Not that the Black Seminoles’ troubles ended after resettlement: they were required, by a treaty to which they were never a party, to settle in the lands assigned to the Creeks. The Creeks and their co-conspirators, the southern slavers, insisted that the Africans were slaves and wanted to seize them. General Matthew Arbuckle did all he could to uphold the honor of the US by sticking to treaty stipulations that those who submitted to removal to the Territory were free. Once the Africans left the protection of the Army’s fort, however, nearly a hundred were seized in a raid by Creeks and slavers, and despite a habeus corpus hearing (before a pro-slavery judge) in Arkansas, were shipped to New Orleans and sold, disappearing into the general slave population. Seeing that they could not expect protection from the laws and treaties of the US, a group of the black Seminoles and some Native allies left for exile in Mexico, where they resided until the late 20th century, serving as border guards in the local militia, and before the Civil War ended slavery, fending off efforts of Texas slavers to seize them. For more fascinating information about the diverse fates of these exiles and their continuing struggles to be recognized and respected, see the Wikipedia article on “Black Seminoles.” The story continues in this Guardian update from 2018.

Giddings was a great investigator, and although his biases are clear, a good reporter. In this account he lays bare the unremitting efforts to force all Africans into bondage, in accordance with the laws of every southern state, which saw all Negros as either someone’s property, or subject to seizure by whomever could lay hold of them. He exposes the duplicity of successive Presidents and cabinet officers, trying to walk the tightrope between the pro and anti-slavery forces and the bitter divisions in Congress over the issue.
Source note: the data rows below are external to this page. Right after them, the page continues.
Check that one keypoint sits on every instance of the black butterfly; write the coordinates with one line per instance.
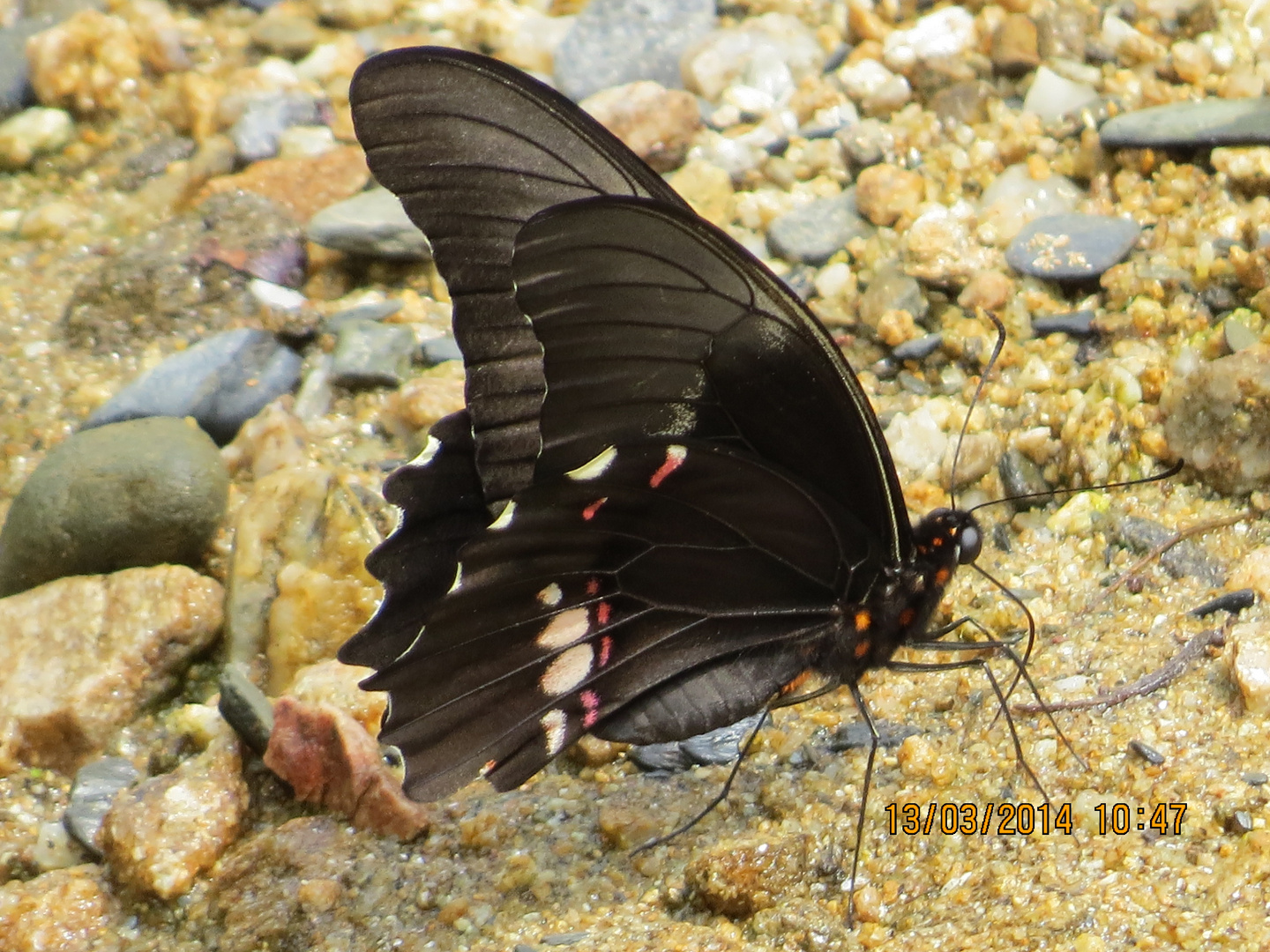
(669, 499)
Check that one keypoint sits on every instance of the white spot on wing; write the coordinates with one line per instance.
(554, 724)
(564, 628)
(596, 467)
(427, 453)
(504, 518)
(566, 671)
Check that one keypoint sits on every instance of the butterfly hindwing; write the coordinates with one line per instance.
(681, 587)
(474, 149)
(657, 324)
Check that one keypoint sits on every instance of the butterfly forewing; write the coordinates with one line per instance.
(661, 571)
(615, 285)
(474, 149)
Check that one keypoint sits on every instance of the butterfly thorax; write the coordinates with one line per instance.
(900, 607)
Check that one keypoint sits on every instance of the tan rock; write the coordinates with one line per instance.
(161, 834)
(335, 684)
(657, 123)
(68, 911)
(89, 63)
(297, 583)
(81, 655)
(303, 185)
(884, 193)
(328, 758)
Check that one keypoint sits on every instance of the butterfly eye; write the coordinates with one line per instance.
(969, 545)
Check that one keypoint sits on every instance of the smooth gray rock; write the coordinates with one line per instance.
(1206, 123)
(222, 383)
(370, 354)
(138, 493)
(817, 231)
(614, 42)
(92, 795)
(1072, 247)
(372, 224)
(265, 117)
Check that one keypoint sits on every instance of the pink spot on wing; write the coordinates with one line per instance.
(589, 707)
(675, 457)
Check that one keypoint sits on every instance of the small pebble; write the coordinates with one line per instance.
(817, 231)
(92, 793)
(371, 224)
(614, 42)
(1204, 123)
(265, 118)
(1146, 752)
(36, 131)
(370, 354)
(136, 493)
(221, 383)
(1072, 247)
(245, 709)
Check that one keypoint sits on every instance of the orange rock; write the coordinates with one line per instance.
(303, 185)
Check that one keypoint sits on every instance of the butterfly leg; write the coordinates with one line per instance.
(719, 798)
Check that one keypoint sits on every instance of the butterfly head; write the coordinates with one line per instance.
(945, 531)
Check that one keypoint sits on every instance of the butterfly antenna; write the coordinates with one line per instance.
(874, 740)
(719, 798)
(975, 398)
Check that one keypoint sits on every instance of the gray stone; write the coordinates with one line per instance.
(1072, 247)
(1206, 123)
(221, 383)
(370, 354)
(370, 224)
(892, 290)
(441, 349)
(817, 231)
(265, 117)
(612, 42)
(130, 494)
(92, 793)
(245, 709)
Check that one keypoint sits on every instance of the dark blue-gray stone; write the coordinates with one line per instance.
(222, 383)
(918, 348)
(371, 224)
(817, 231)
(92, 795)
(441, 349)
(265, 117)
(1072, 247)
(614, 42)
(130, 494)
(1206, 123)
(245, 709)
(370, 354)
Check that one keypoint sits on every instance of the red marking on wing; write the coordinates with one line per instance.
(675, 457)
(589, 707)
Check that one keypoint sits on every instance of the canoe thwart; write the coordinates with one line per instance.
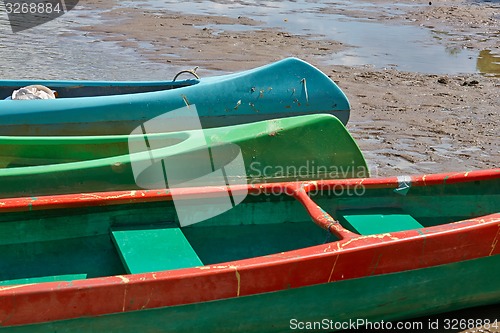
(379, 220)
(154, 249)
(52, 278)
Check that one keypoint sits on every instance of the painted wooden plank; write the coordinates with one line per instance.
(380, 220)
(155, 249)
(53, 278)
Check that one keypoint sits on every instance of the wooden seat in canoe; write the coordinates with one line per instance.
(154, 249)
(378, 220)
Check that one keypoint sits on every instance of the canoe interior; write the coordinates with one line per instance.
(95, 89)
(68, 244)
(269, 149)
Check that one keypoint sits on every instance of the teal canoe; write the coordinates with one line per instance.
(285, 149)
(308, 257)
(286, 88)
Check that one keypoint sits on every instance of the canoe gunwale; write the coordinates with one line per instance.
(110, 198)
(324, 263)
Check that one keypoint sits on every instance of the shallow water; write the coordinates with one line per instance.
(59, 50)
(404, 47)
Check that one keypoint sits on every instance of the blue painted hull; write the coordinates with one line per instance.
(286, 88)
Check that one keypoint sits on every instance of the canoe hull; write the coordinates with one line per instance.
(270, 152)
(387, 297)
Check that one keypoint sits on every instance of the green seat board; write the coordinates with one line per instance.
(376, 221)
(151, 250)
(53, 278)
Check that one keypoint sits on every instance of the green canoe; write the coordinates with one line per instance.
(286, 149)
(289, 87)
(308, 257)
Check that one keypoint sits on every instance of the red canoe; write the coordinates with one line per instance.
(379, 249)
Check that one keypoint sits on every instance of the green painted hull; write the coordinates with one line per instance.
(286, 88)
(388, 297)
(295, 148)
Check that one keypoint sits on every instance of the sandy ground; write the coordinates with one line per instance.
(405, 123)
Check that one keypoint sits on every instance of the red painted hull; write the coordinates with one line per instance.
(354, 256)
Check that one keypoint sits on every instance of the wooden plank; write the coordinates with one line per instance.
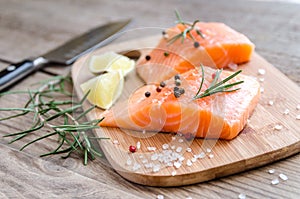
(257, 145)
(27, 176)
(24, 24)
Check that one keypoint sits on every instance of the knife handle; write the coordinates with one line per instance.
(15, 72)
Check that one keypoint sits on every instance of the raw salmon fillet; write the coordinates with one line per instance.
(221, 47)
(222, 115)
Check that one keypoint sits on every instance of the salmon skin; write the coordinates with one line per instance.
(220, 47)
(170, 107)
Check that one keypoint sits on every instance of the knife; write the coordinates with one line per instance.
(65, 54)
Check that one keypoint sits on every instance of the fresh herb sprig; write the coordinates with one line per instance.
(217, 87)
(186, 31)
(43, 104)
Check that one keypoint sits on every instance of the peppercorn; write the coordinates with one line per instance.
(147, 57)
(196, 44)
(147, 94)
(132, 149)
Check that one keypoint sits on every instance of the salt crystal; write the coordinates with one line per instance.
(173, 173)
(181, 158)
(129, 161)
(165, 146)
(261, 71)
(179, 149)
(283, 177)
(156, 168)
(138, 145)
(177, 164)
(148, 165)
(242, 196)
(151, 148)
(286, 111)
(275, 181)
(180, 140)
(160, 197)
(200, 155)
(136, 166)
(271, 171)
(154, 157)
(271, 103)
(278, 127)
(116, 142)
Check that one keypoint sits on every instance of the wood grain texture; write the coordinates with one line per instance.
(30, 28)
(258, 144)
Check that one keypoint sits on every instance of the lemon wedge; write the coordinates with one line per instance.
(104, 89)
(111, 61)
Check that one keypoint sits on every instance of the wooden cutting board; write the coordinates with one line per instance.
(261, 142)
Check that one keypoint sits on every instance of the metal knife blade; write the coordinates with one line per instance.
(65, 54)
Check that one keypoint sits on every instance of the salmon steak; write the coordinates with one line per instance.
(172, 106)
(183, 48)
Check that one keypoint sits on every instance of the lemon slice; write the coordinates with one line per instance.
(111, 61)
(104, 89)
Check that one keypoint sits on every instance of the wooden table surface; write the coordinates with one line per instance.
(30, 28)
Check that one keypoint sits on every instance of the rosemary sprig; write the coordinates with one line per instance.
(217, 87)
(186, 31)
(45, 108)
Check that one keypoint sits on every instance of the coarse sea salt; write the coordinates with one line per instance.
(283, 177)
(261, 71)
(278, 127)
(129, 161)
(275, 181)
(271, 102)
(286, 111)
(138, 145)
(271, 171)
(165, 146)
(116, 142)
(177, 164)
(160, 197)
(151, 148)
(179, 149)
(242, 196)
(156, 168)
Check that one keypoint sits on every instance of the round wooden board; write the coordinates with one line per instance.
(258, 144)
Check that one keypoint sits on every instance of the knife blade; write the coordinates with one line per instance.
(65, 54)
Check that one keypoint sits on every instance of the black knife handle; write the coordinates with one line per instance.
(15, 72)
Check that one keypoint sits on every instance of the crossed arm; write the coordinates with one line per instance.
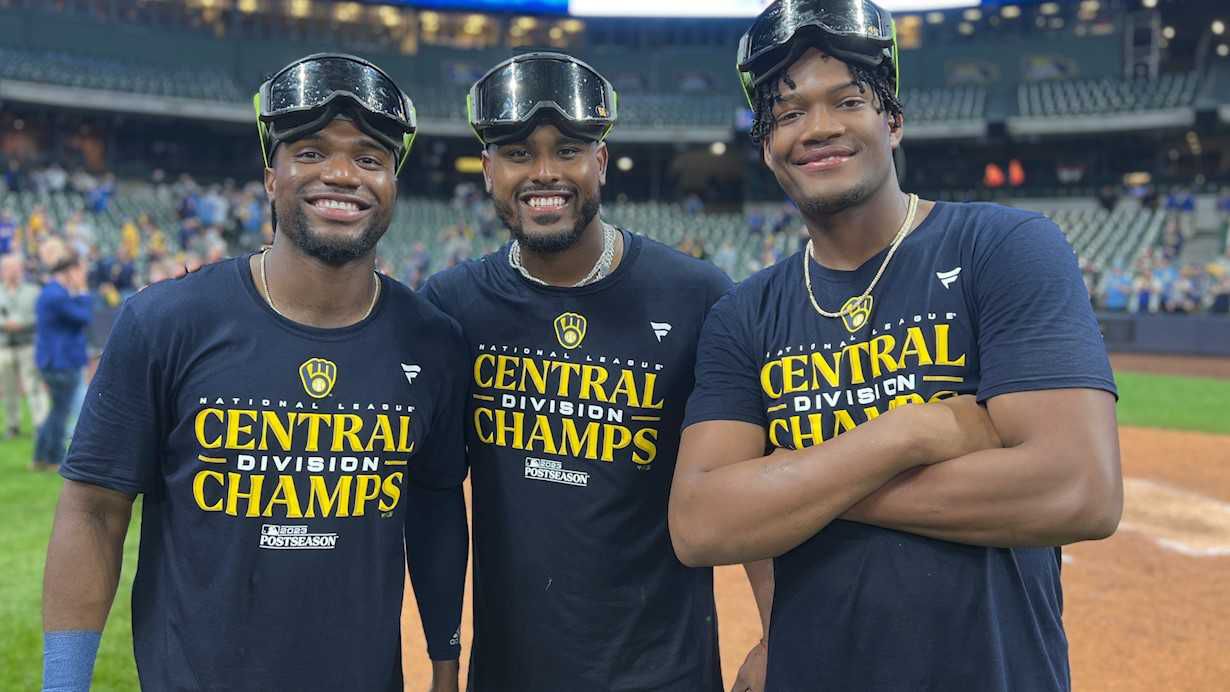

In 1842 Giddings was censured by the House for persistently bringing up the question of slavery. He resigned his seat, but was immediately reelected by his constituents. Later, he made public the contents of a treaty, which had been kept secret by the Administration, because it contained assurances the lives and property of the Seminoles, including the free Africans, would be protected. When he pointed out how the State of Georgia had been violating these terms by pursuing the exiles, he was threatened on the floor of the House by a Member from Georgia, wielding his cane as a weapon. Giddings died while serving as Lincoln’s consul general in Montreal, before the victory of the Union and passage of the 13th amendment. His The Exiles of Florida is a masterpiece of polemic as well as fascinating history.